Tuesday, June 02, 2026

There Are Far More Efficient Ways to Run Neural Networks

 

There Are Far More Efficient Ways to Run Neural Networks

The entire AI industry has standardized on one primitive — the dense floating-point matrix multiply — and then built a trillion-dollar edifice of GPUs, data centers, and capital around the assumption that intelligence is that primitive at scale. It is worth saying plainly: that is an assumption, not a law of computing. And it is an expensive one.

I want to make a narrow, concrete version of this argument, because the sweeping version is easy to wave away. Here it is: a neural network can run with no multiplications at all, and the arithmetic we burn most of our energy on is optional. I’ll show it running, then say where it leads.

How we got locked in

In 2012 a big neural network plus a GPU plus a large dataset worked, and the field reorganized around that fact. Every layer of the stack since then has been optimized for dense floating-point matmul: tensor cores designed to feed it, libraries tuned for it, model architectures shaped to saturate it, frameworks that assume it. The loop is self-reinforcing — hardware rewards matmul, so researchers choose matmul-shaped models, so the next hardware doubles down on matmul. After a decade it stops looking like a choice and starts looking like physics. It isn’t.

Where the waste is

The cost of inference is dominated by two things: floating-point multiply-accumulates, and moving 32-bit weights out of memory. Multiplication is among the most expensive operations a chip does; a memory fetch can cost far more than the arithmetic it feeds (see Horowitz, Computing’s Energy Problem, ISSCC 2014). A modern accelerator is a machine built to maximize exactly these operations, fed continuously from DRAM, clocked whether or not the numbers it is grinding actually matter. The brain, by contrast, runs general intelligence on roughly twenty watts — no floating-point multiplier, event-driven, sparse, with memory and compute in the same place. That is not mysticism; it is a different set of primitives.

A network that runs on pulses, not multiplies

Here is the concrete part. I built a small pulsed neural network and ran it on MNIST. It is not a ±1 “binary” network and it does no XNOR tricks. It works the way pulse-stream signal processing works: a value is a stream of pulses (its magnitude is the pulse rate), polarity is a sign clock, and each neuron simply integrates pulses and fires when its accumulator overflows a threshold — the overflow is the activation. A value×weight product becomes “deliver the input’s pulses, each adding the weight.” Sum-then-threshold becomes “accumulate until you overflow and fire.” No multiplier appears anywhere in inference.

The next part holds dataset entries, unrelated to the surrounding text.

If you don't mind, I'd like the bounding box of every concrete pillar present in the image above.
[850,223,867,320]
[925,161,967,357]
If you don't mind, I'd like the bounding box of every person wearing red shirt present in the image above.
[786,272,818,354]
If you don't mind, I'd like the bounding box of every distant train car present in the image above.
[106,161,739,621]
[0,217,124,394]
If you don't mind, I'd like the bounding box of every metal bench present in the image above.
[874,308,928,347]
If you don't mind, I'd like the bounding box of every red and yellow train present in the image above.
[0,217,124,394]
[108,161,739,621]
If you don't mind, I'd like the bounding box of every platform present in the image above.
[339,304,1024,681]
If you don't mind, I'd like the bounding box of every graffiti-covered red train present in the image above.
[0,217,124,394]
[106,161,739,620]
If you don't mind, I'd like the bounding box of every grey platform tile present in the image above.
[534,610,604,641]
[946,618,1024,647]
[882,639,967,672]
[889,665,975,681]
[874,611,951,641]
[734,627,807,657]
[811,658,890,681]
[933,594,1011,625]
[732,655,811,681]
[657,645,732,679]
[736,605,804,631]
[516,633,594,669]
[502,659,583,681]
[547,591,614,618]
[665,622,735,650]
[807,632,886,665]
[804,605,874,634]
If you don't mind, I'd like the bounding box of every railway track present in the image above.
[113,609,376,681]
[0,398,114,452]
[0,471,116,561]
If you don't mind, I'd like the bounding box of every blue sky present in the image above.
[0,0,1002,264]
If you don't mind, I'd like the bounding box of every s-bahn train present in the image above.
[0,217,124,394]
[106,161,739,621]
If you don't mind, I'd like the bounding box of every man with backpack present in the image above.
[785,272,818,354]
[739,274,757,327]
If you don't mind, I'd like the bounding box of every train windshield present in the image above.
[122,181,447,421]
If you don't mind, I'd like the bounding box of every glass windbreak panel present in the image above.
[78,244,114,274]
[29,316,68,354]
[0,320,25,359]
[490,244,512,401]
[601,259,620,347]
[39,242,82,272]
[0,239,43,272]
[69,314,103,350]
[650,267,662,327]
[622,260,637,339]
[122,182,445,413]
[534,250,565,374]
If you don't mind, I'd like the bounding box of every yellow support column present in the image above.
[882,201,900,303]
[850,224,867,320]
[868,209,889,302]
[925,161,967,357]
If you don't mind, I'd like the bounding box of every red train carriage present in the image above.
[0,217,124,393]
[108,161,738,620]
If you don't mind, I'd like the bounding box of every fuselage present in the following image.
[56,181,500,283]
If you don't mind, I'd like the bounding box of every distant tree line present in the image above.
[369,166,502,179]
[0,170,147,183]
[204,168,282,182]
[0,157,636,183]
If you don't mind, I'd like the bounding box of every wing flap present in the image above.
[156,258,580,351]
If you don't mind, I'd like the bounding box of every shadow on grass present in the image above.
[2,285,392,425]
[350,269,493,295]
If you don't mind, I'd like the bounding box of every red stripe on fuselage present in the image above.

It classifies. Trained conventionally and then run purely as pulses:

reference (floating-point) test accuracy: 94.23%

pulses/input (T)   test accuracy
         1            11.40%
         2            58.50%
         4            88.20%
         8            93.00%
        16            93.70%
        64            93.60%

As you spend more pulses, accuracy climbs from chance to within half a point of the floating-point network, and saturates around sixteen pulses per input. That curve is the whole story of rate coding: more pulses = more precision = more energy. It is a knob you control, not a fixed tax. The code is a single dependency-light file you can run yourself; the link is at the bottom.

I’ll be honest about what this does and does not prove. It proves the arithmetic is optional — the network’s function survives with pulses and overflow-firing and zero multiplies. It does not prove this is faster on your laptop. It isn’t: a CPU or GPU is the wrong machine for it, because those chips are built to do the very floating-point matmul we just removed. Emulating pulses on a GPU is slower, not faster. That is the point, not a footnote.

Why the GPU loses, and what wins

A GPU is the maximal embodiment of the old assumption: dense floating point, DRAM-fed, clock-synchronous. Every design decision that makes it superb at matrix multiplication becomes a liability the moment the workload stops being matrix multiplication. The alternatives don’t out-matmul the GPU — they make matmul irrelevant:

  • Pulsed / event-driven computation: energy proportional to activity, not to a clock. Work happens only when a pulse arrives.
  • No floating-point unit to power, because the model doesn’t need one.
  • Weights on-chip, killing the DRAM traffic that dominates the energy budget.

The clearest existing picture of this substrate is the GreenArrays GA144: 144 asynchronous cores, no floating point, picojoule-scale per operation, cores that sleep instantly when no data is flowing, and enough on-chip memory to hold a binary/pulsed model with no external weight fetches. An async, FP-free, on-chip, event-driven array is exactly the machine a pulsed network wants — and the opposite of a GPU in every design commitment.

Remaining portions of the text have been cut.